If we wanted to prioritize the final angle, $\theta$, and had a powerful motor to use we could adjust these to:

$$Q=\begin{bmatrix} 1 & 0 & 0 & 0 \\ 0 & 10 & 0 & 0 \\ 0 & 0 &1 & 0 \\ 0& 0& 0& 1 \end{bmatrix} \quad R =\begin{bmatrix} 0.001 \end{bmatrix} $$

Typically these variables are changed by factors of 10. In the next blog post (simulating an inverted pendulum in Python) we will be able to experiment with various $Q$ and $R$ matrices to see the different effects they can have.

By the minimization of the quadratic cost function, $J(\vec{x}, u)$, the optimal controller, $K$, can be expressed as:

$$K = R^{-1}B ^TP$$

Where P is a symmetric positive-definite matrix found from the algebraic Ricatti equation (derivation is omitted):

$$A^TP+PA-PBR ^{-1}B^TP +Q =0$$

To calculate the matrix K this in Python the following commands can be used:

P = np.matrix(linalg.solve_continuous_are(A, B, Q, R))

K = np.matrix(linalg.inv(R)*(B.T*P))

Thus we have found the optimal control input:

$$u = -K(\vec{x}-\vec{x}_{setpoint}) = -R^{-1}B ^TP(\vec{x}-\vec{x}_{setpoint})$$

Finally we can once again check the eigenvalues of $(A-BK)$ and confirm that their real parts are negative:

$$\begin{bmatrix} -53.8+0i \\ -1.1 + 0i \\ -2.8+0.2i \\ -2.8 -0.2i \end{bmatrix}$$

## But what is u?

For the last two blog posts I have been referring to the magical mathematical entity $u$, but what is it in the real world?
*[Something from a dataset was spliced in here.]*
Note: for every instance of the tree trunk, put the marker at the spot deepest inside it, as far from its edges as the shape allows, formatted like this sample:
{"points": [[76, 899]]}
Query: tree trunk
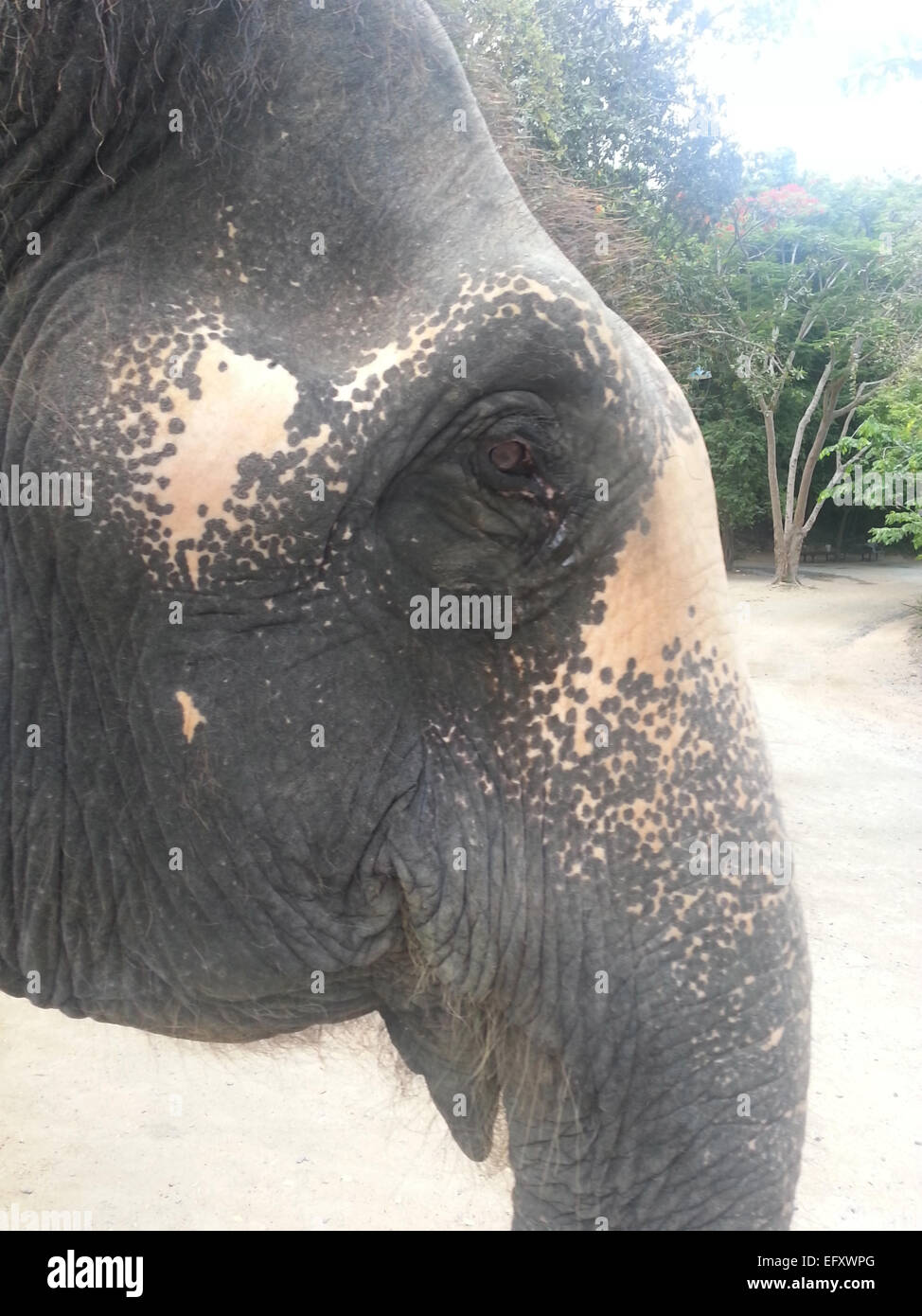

Recall in the second section of the previous blog post I chose to redefine the force applied to the cart, $\vec{F}$, as the control input, $u$. This was predominately to adhere to the standard control theory conventions, if we now go back to the force, we can express the force applied to the cart as the torque, $\tau$, from the motor and gearbox:

$$F=\frac{\tau}{Gr} \quad where \enspace G=\frac{N_2}{N_1}$$

Where $r$ is the armature radius, $G$ is the gear ratio, and $N_1, N_2$ are the number of teeth on the first and second gears, respectively (assuming a 2 piece gear train).

Making the substitution the control input can be expressed in terms of the motor torque, something that we can control via hardware and software by regulating the current applied to the motor.